The skin can be burned, dry out, crack - physiological phenomena causing concrete and unpredictable changes - just like the walls which degrade and deteriorate in the face of wear, the marks of time, etc.
In BROKEN SKINS, I chose to work on the creation protocol of each piece in a desire to transcribe plastically an alteration of the human epidermis. From this perspective, burnt skin is likened to a rusty facade, dried skin is represented by a sanded wall, cracked skin by a crumbling wall.
Through the construction of a fault as there could be on the walls of an abandoned or dilapidated house, several surfaces of materials appear, suggesting a possible rapprochement between the layers of the skin (dermis, epidermis, etc.) and the architectural strata that make up the building.
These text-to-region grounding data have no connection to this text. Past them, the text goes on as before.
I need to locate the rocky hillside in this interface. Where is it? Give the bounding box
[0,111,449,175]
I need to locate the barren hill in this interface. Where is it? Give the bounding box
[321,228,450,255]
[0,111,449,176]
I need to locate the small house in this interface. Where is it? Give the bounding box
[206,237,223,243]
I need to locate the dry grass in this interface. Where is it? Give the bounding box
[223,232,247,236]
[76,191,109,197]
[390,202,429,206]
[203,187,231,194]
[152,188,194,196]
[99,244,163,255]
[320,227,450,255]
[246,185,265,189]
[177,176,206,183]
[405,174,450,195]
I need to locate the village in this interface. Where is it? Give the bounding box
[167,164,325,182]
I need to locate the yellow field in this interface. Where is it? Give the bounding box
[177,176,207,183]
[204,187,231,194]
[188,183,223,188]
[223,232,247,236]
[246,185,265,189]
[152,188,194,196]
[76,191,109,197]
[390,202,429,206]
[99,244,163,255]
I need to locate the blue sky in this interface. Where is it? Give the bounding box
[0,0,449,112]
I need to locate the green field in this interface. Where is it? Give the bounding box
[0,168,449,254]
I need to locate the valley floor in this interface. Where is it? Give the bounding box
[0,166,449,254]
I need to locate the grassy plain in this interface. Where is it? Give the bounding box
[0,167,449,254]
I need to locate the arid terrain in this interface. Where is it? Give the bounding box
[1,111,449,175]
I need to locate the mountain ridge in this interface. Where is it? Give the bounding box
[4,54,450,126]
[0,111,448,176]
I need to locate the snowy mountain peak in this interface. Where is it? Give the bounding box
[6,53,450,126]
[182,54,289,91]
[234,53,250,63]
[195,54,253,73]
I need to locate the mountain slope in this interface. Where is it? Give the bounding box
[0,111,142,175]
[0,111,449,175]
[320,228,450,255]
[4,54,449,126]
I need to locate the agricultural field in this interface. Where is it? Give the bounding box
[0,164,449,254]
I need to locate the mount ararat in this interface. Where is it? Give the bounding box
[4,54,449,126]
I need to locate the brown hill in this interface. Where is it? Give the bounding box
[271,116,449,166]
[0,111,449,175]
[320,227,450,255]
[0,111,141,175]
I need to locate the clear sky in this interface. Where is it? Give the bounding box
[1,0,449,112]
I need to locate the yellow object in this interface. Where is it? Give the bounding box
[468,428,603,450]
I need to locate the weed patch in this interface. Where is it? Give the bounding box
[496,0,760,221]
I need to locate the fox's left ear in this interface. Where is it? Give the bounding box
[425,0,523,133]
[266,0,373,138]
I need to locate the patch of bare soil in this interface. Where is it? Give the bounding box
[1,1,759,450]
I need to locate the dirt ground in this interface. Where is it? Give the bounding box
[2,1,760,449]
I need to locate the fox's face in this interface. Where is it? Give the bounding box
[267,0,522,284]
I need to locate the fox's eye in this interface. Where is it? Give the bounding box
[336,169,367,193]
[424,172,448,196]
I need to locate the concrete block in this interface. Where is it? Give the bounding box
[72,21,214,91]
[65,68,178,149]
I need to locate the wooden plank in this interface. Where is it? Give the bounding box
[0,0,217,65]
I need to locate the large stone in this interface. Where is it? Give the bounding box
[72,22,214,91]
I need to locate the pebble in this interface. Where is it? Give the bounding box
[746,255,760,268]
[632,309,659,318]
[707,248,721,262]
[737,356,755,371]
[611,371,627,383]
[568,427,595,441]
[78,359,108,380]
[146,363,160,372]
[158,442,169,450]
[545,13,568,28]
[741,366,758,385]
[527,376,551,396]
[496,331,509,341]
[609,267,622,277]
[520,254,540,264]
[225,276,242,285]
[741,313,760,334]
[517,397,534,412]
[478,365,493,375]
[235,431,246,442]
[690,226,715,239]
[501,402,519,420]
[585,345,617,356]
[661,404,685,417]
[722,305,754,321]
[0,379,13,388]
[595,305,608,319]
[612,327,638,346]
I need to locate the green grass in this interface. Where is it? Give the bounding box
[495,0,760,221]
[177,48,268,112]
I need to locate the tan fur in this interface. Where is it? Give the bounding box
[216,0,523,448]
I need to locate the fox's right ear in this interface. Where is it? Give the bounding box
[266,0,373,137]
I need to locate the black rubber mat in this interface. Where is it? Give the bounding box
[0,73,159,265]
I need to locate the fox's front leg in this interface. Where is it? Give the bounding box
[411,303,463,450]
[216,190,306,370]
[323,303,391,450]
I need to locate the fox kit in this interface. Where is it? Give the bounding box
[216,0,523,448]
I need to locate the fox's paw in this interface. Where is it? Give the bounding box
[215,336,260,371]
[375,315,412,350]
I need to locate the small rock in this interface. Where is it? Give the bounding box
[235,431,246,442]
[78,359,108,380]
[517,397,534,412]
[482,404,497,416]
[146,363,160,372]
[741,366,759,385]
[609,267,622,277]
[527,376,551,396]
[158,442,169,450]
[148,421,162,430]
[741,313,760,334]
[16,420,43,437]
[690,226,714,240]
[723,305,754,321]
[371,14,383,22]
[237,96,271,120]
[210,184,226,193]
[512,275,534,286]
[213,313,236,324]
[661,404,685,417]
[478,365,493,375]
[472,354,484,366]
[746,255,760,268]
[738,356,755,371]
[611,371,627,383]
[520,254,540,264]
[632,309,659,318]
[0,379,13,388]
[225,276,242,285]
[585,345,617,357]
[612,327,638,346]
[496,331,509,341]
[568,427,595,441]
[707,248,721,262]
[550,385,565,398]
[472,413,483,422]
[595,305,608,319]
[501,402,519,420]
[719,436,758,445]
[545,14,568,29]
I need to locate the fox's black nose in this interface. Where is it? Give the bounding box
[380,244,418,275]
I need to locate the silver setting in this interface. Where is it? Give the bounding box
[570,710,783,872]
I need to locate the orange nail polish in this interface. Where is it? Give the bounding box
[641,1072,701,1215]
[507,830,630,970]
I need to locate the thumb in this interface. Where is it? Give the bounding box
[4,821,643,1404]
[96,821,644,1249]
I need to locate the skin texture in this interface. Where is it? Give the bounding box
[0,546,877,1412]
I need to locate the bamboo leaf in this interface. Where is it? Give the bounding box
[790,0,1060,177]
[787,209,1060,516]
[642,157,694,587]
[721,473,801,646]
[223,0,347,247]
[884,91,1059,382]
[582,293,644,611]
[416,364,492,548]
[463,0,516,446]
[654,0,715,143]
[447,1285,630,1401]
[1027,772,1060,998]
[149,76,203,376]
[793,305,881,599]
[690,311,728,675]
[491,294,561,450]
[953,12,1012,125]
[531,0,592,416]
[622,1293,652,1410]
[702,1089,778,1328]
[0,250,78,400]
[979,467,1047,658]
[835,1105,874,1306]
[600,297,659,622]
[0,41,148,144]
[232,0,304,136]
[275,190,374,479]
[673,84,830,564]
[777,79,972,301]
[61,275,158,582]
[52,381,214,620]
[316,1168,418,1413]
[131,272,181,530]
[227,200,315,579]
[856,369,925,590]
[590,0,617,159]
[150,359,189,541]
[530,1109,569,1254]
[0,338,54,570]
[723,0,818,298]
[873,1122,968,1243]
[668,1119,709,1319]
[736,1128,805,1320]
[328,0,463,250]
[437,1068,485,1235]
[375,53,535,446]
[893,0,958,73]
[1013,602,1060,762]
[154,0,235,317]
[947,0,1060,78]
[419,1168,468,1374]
The deeper one delves into the reading of the work, the more the interplay of materials suggests an organic dimension highlighting a human presence. The installation shows the different pieces in levitation, detached from the wall and floating thanks to their hanging system. The chains and metal rods that link them create an unfixed assembly with which I can play by modifying the composition and arrangement of the different elements.
The main pieces of the installation are like paintings in which I have dug a crack, symbolic stigmata evoking natural wear. The secondary parts are made from offcuts that reveal, in hollow, the different components of the master parts.
The transparency of certain elements as well as the play of shadows that are reflected on the wall
is linked to my desire to question the relationship between perceptible and invisible, container and content, obvious wounds and latent flaws.